Volkswagen Auto Lease Trust 2019-A will be a $1 billion bond sale (or $1.3 billion if upsized) backed by lease contract balances and expected end-lease resale values of new Volkswagen- and Audi-branded vehicles financed at Volkswagen Group of America dealerships.
In the pool of 46,070 cars in the $1 billion pool or 59,863 in the $1.3 billion pool, none are equipped with diesel engines that were at the center of Volkswagen’s worldwide emissions scandal in 2015. The year the company was found to have equipped software on vehicles to evade emissions testing in the U.S.
The scandal affected over 550,000 vehicles in the U.S. and up to 11 million worldwide, leading to an eventual $14.7 billion settlement with U.S. authorities. Volkswagen also pulled out of the asset-backed market amid investor concerns about the company’s legal (and criminal) exposure. VW Credit resumed auto-loan securitizations in the U.S. in 2018.
Volkswagen has ceased selling diesel vehicles stateside. They remain a staple of European sales, despite regional and national restrictions arising in Europe against the use of diesel cars in urban centers.
The 2019-A transaction will feature four classes of senior notes, including three term-note offerings with preliminary AAA ratings from Fitch Ratings and S&P Global Ratings.
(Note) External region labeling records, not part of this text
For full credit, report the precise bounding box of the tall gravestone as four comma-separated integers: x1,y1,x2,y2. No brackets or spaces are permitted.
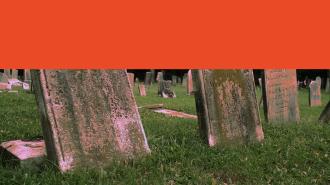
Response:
262,69,300,122
325,70,330,93
144,72,151,86
139,84,147,96
309,81,322,107
31,70,150,171
192,70,264,146
187,70,194,95
172,75,178,86
127,73,134,87
156,72,164,82
319,101,330,123
11,69,18,79
158,80,176,98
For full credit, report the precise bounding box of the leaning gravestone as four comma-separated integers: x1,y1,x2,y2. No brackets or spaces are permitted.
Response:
309,81,322,107
262,69,300,122
139,84,147,96
325,70,330,93
156,72,164,82
158,80,176,98
172,75,178,86
32,70,149,171
187,70,194,95
127,73,134,87
319,101,330,123
11,69,18,79
144,72,151,86
192,70,264,146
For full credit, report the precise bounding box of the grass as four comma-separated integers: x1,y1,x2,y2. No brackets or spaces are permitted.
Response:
0,85,330,185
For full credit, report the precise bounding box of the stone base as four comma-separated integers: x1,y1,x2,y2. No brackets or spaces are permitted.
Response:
0,140,46,169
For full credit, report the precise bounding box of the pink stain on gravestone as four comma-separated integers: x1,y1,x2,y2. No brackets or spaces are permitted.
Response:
262,69,300,123
193,70,263,146
139,84,147,96
309,81,322,107
32,70,150,172
187,70,194,95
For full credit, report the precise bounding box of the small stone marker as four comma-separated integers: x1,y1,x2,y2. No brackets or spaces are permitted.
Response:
262,69,300,122
144,72,151,86
187,70,194,95
127,73,134,88
158,80,176,98
31,70,150,172
0,140,46,169
192,70,264,146
309,81,322,107
139,84,147,96
319,101,330,123
156,72,164,82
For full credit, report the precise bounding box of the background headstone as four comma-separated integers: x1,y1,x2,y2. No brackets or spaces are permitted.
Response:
319,101,330,123
309,81,322,107
31,70,150,171
192,70,264,146
144,72,151,86
158,80,176,98
187,70,194,95
127,73,134,88
139,84,147,96
262,69,300,122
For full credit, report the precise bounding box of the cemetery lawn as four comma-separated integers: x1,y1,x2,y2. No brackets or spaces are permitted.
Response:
0,85,330,185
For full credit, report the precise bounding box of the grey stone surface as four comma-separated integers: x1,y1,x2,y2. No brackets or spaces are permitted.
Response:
31,70,150,172
262,69,300,123
192,70,264,146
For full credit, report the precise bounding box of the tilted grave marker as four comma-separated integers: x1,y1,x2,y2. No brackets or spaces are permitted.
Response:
187,70,194,95
139,84,147,96
319,101,330,123
127,73,134,88
325,70,330,93
144,72,151,86
309,81,322,107
262,69,300,122
156,72,164,82
158,80,176,98
31,70,150,171
192,70,264,146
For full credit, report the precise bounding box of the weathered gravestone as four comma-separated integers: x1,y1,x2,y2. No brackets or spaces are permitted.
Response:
156,72,164,82
144,72,151,86
258,78,263,107
187,70,194,95
11,69,18,79
262,69,300,122
319,101,330,123
127,73,134,88
158,80,176,98
325,70,330,93
139,84,147,96
31,70,150,171
309,81,322,107
192,70,264,146
182,73,188,87
172,75,178,86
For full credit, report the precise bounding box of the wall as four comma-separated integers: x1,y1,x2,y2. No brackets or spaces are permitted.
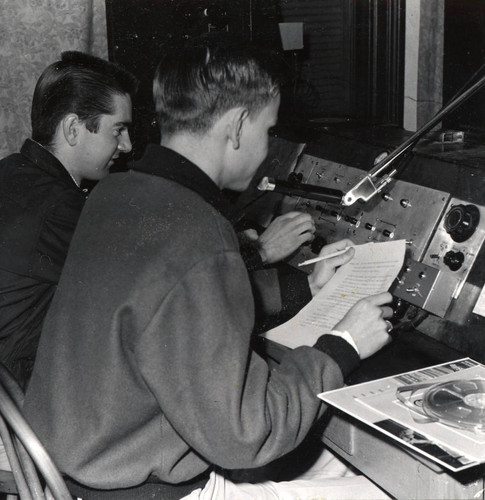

The Class A-2 notes maturing in March 2022 will be sized at either $410 million or $532 million in the upsized pool, and will be split between fixed- and floating-rate bonds.
The Class A-3 notes will be either $335 million or $435 million, due November 2022, while the A-4 notes will total either $75 million or $98 million, with an August 2024 maturity.
A money-market tranche is also planned at $180 million or $235 million. Those notes carry the top short-term ratings from Fitch (F1+) and S&P (A-1+).